Aside from the possibility that a guest can use up 100% of it's assigned
resources (CPU, Network bandwidth etc) (which if you don't expect it to
use more than 10% can cause interesting effects on the overall system
performance). There are ways to limit any and all of those resources, so
a well configured system wouldn't be able to notice this at all. 

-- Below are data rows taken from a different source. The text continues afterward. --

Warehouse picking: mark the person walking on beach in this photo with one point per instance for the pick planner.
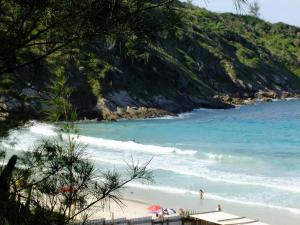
(201, 192)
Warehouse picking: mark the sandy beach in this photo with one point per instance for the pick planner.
(136, 202)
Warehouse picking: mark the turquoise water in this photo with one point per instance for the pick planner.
(249, 155)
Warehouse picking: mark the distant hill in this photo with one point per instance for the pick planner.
(205, 60)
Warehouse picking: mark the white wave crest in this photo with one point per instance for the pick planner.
(133, 146)
(48, 130)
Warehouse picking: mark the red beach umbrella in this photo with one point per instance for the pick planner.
(155, 208)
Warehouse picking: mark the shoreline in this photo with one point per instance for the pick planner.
(235, 102)
(137, 200)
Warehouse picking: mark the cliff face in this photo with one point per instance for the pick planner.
(205, 60)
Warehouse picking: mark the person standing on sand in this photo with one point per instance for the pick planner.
(201, 193)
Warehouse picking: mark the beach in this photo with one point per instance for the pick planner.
(246, 159)
(137, 200)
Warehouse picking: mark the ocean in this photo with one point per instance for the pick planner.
(247, 155)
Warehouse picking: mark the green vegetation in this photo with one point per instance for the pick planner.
(59, 55)
(179, 53)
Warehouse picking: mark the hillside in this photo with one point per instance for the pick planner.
(204, 60)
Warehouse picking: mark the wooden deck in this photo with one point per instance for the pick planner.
(200, 218)
(222, 218)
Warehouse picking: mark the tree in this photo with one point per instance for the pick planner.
(254, 9)
(31, 30)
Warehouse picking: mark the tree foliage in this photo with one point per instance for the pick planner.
(254, 9)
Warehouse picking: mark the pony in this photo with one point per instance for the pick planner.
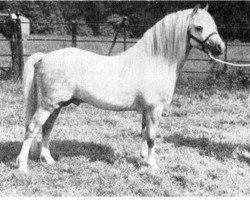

Each guest is protected from getting to any other guest and it's not
possible for example for a guest to access another guests memory or
disk-storage [a guest can ALLOW another guest to access it's memory,
that's how drivers work, but the guest owning the memory must perform a
"grant" operation]. 

So essentially, we have the same situation as if you have two or more
machines running on the same network - if one is compromised, the other
shoulds till stay "safe" as long as the setup itself is secured properly
(e.g. if you have the same passwords on both machines, one could
presumably log in from one to the other knowing the password). 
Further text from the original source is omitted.